Good old-fashioned sexism surely plays a role, too. "[W]hen women come into the arena and compete with the men instead of competing for the men, those women are seen as sexual suspects," says Farrell. "Maybe they're lesbians, maybe they're whores, maybe they're property of some male writers.... In any case, they are a different, less comfortable kind of woman for the men to deal with."

Safety is another consideration. Some girls feel more secure working with a female partner or crew; others are brought into the fold by respected male writers who can provide protection. But Erotica 67, who has been writing since the fifth grade, says that being a woman has some perks when it comes to legal issues. After one close scrape with the police, she believes she was able to avoid trouble because she was a woman with a child.

Do women rock it differently from men stylistically? It depends on who you ask. Erotica, whose tag name is a tribute to early underground comic artist Vaughn Bodé (creator of the Deadbone Erotica characters that still feature prominently in graf pieces), doesn't think it breaks down strictly along the gender line. "There are different levels 'til you feel you have reached a tight design," she says. "And both males and females go through those levels equally."

Farrell concurs: "In the beginning it shows. As women further develop their own style inside graffiti aesthetics, however, these differences can disappear."

Often the pieces done by women do have a curvier, more colorful, more feminine feel. A uniquely female contribution to the culture is not to be discounted; indeed, girl artists are likely to get noticed for their gender alone.

Very recently, the influence of the Internet has affected both male and female writers. It's not a huge conceptual leap from the clandestine midnight marauder of the urban landscape to a digital artist whose identity is no more than an e-mail handle. Explains Farrell, "Artists online can easily be both famous and anonymous at the same time. Most important, the Internet is a global medium. If you make it on the 'net, you've gained worldwide fame, which has always been the primary goal of graffiti writing."

The Web can also offer a warmer and more inclusive community for women who might not otherwise make same-gender connections. Erotica says that meeting fellow girl writer Diva online "opened my eyes that there were other females out there who love the art form with as much respect for themselves as I did."

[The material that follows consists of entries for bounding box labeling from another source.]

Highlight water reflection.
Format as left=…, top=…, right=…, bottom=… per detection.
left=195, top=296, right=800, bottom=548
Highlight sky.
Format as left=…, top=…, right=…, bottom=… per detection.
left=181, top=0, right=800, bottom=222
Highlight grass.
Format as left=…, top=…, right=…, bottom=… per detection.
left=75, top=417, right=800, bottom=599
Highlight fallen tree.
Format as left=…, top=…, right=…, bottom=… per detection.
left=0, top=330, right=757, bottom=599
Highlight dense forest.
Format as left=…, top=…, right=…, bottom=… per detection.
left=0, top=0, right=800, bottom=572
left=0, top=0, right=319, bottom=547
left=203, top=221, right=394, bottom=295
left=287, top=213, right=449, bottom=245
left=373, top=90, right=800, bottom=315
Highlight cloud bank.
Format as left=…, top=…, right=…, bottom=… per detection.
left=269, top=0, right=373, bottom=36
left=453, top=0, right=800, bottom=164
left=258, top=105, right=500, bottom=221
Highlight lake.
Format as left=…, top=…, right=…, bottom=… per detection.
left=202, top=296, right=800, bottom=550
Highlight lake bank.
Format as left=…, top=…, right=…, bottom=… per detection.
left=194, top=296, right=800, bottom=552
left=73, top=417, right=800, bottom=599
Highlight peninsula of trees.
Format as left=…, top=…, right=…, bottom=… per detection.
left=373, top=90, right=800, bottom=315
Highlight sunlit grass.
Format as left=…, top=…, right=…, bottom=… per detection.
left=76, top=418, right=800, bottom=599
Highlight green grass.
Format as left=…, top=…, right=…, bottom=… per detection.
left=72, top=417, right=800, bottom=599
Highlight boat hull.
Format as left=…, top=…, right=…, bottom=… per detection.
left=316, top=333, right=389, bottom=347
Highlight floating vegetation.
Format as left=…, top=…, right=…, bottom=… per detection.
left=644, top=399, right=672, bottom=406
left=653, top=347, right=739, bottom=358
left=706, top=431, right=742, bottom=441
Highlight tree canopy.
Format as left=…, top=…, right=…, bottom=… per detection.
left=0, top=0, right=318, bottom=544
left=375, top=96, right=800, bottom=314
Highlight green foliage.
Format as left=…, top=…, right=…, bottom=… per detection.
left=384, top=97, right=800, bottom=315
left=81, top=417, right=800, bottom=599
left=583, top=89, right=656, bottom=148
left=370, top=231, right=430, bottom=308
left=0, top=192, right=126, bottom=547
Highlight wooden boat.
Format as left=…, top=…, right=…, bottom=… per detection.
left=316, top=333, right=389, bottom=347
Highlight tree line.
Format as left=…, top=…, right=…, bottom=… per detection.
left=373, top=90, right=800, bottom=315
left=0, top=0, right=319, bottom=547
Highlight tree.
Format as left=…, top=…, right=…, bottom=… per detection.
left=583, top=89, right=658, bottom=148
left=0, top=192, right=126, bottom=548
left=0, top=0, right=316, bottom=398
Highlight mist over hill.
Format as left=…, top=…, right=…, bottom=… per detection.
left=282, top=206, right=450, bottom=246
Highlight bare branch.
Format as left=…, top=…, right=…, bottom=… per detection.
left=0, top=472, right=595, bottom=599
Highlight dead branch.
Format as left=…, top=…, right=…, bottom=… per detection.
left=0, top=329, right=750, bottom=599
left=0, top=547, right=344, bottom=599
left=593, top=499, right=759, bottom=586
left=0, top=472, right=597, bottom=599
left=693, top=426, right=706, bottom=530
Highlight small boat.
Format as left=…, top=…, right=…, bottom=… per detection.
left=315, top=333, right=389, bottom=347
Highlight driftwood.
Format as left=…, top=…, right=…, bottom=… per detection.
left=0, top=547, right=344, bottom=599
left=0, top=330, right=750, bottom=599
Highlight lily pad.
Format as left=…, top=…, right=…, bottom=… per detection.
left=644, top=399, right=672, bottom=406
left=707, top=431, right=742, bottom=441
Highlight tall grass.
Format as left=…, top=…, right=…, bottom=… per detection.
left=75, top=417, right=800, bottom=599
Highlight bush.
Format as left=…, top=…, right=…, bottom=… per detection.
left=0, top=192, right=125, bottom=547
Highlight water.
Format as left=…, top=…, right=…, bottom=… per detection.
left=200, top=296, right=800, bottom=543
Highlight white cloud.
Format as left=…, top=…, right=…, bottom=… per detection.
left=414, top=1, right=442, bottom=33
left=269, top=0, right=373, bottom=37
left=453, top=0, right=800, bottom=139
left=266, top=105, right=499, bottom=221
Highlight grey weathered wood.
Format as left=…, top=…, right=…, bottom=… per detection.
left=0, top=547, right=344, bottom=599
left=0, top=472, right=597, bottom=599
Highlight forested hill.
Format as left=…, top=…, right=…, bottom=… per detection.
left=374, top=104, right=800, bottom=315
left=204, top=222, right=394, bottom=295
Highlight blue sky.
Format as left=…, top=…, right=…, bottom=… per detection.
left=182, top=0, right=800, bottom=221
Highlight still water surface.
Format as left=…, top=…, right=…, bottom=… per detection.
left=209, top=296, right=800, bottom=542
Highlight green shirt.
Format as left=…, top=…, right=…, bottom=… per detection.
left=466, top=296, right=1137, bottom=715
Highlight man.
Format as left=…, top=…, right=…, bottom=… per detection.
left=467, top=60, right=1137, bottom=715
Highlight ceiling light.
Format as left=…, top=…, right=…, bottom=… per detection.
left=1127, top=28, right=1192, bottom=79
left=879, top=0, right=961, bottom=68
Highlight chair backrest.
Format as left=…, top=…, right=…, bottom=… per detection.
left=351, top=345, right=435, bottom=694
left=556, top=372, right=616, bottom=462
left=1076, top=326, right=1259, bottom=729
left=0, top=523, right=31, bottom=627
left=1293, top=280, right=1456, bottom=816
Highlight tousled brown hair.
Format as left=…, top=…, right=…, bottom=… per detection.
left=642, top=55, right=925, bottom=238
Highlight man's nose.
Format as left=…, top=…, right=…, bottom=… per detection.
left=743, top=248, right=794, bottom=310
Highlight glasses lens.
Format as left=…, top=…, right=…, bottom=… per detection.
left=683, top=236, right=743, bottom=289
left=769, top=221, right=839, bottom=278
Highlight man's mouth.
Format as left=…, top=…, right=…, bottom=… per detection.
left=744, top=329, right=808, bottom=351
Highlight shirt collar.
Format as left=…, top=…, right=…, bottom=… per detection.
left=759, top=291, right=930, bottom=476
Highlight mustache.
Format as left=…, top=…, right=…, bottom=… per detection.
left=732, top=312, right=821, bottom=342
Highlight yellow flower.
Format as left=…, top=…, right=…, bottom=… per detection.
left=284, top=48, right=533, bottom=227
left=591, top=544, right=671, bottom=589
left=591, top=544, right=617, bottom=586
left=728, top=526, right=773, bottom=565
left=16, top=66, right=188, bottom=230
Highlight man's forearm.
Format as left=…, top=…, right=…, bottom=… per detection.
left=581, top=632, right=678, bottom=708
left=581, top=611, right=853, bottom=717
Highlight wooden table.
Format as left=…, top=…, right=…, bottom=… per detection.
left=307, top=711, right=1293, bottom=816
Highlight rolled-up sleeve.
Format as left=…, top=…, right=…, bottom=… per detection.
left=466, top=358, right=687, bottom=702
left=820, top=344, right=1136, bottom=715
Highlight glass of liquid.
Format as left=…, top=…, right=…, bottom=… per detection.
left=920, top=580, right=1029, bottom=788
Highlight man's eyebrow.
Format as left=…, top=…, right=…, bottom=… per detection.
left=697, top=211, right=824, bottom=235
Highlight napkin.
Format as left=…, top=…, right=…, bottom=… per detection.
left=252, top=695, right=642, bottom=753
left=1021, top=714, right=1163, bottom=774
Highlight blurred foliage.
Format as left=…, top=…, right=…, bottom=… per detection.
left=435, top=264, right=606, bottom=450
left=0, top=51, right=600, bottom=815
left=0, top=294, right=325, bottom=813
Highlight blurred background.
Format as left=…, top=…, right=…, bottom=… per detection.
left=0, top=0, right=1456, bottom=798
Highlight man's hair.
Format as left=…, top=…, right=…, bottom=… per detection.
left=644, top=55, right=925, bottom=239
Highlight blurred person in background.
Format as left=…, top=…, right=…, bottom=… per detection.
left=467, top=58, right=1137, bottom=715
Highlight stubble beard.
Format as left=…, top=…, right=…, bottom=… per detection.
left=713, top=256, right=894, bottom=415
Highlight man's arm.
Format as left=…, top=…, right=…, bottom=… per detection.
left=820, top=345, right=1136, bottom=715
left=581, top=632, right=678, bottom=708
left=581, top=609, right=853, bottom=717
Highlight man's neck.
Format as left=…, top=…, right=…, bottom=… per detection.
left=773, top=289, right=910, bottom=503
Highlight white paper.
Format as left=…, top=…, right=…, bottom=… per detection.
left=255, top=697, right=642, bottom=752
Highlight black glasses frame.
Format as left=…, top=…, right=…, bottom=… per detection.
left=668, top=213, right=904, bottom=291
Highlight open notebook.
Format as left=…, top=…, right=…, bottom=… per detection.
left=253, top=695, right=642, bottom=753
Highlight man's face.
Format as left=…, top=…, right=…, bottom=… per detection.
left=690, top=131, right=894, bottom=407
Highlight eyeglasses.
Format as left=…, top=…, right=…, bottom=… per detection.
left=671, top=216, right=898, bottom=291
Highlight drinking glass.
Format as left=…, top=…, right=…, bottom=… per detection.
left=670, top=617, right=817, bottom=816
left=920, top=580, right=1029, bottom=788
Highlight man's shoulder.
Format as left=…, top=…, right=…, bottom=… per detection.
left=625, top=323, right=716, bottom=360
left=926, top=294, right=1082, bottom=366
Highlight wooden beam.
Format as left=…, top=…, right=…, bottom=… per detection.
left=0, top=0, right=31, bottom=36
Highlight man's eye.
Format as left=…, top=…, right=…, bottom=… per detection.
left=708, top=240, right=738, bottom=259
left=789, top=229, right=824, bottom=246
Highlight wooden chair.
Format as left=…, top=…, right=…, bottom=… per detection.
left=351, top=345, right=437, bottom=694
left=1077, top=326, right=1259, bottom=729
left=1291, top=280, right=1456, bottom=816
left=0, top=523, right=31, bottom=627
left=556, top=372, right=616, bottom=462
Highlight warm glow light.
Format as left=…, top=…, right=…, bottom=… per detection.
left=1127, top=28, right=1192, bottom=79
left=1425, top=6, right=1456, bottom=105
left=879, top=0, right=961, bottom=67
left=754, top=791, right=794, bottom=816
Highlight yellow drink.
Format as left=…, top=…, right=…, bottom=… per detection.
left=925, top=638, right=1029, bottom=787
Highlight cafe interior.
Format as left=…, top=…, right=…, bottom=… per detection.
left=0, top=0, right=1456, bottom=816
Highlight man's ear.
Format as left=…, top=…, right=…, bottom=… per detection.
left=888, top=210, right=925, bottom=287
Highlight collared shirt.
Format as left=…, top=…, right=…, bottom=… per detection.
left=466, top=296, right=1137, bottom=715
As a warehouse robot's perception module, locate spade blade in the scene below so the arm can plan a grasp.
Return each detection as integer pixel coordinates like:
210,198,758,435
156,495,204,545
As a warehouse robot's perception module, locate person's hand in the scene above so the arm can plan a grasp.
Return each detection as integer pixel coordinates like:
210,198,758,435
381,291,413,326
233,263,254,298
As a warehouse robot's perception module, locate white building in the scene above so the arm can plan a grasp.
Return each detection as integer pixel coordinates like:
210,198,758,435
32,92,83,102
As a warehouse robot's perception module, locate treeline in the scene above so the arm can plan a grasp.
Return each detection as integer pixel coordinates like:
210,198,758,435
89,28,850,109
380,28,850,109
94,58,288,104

One look at such a digital meeting place can reveal that a dissection of gender issues isn't everybody's cup of tea. On the Writers' Forum discussion group, artist Antik rants: "This is the kinda shit I hate. Getting into male and female garbage.... So many times when a deejay rolls into town and happens to be female, she gets paraded around like some long lost newly discovered creature. Who gives a fuck with something like graffiti or dee-jaying if you're a guy or a girl? Really... it makes no damn bit of difference."

Yet the women themselves identify strongly with their status as girls playing a boys' game. At 23, Australian-based Tash is one of the more established female writers worldwide. She says she started writing in primary school because she was "sick of try-hard chicks around me who did nothing positive for the culture (except fucking the b-boys)."

In the end, it's only the love of the lifestyle that strings together this scattered group of individuals who humanize our cities, imposing structures. As writer Diva says: "I never thought picking up a can that one time would change my life so drastically so quickly ... it was like giving drugs to a drug addict."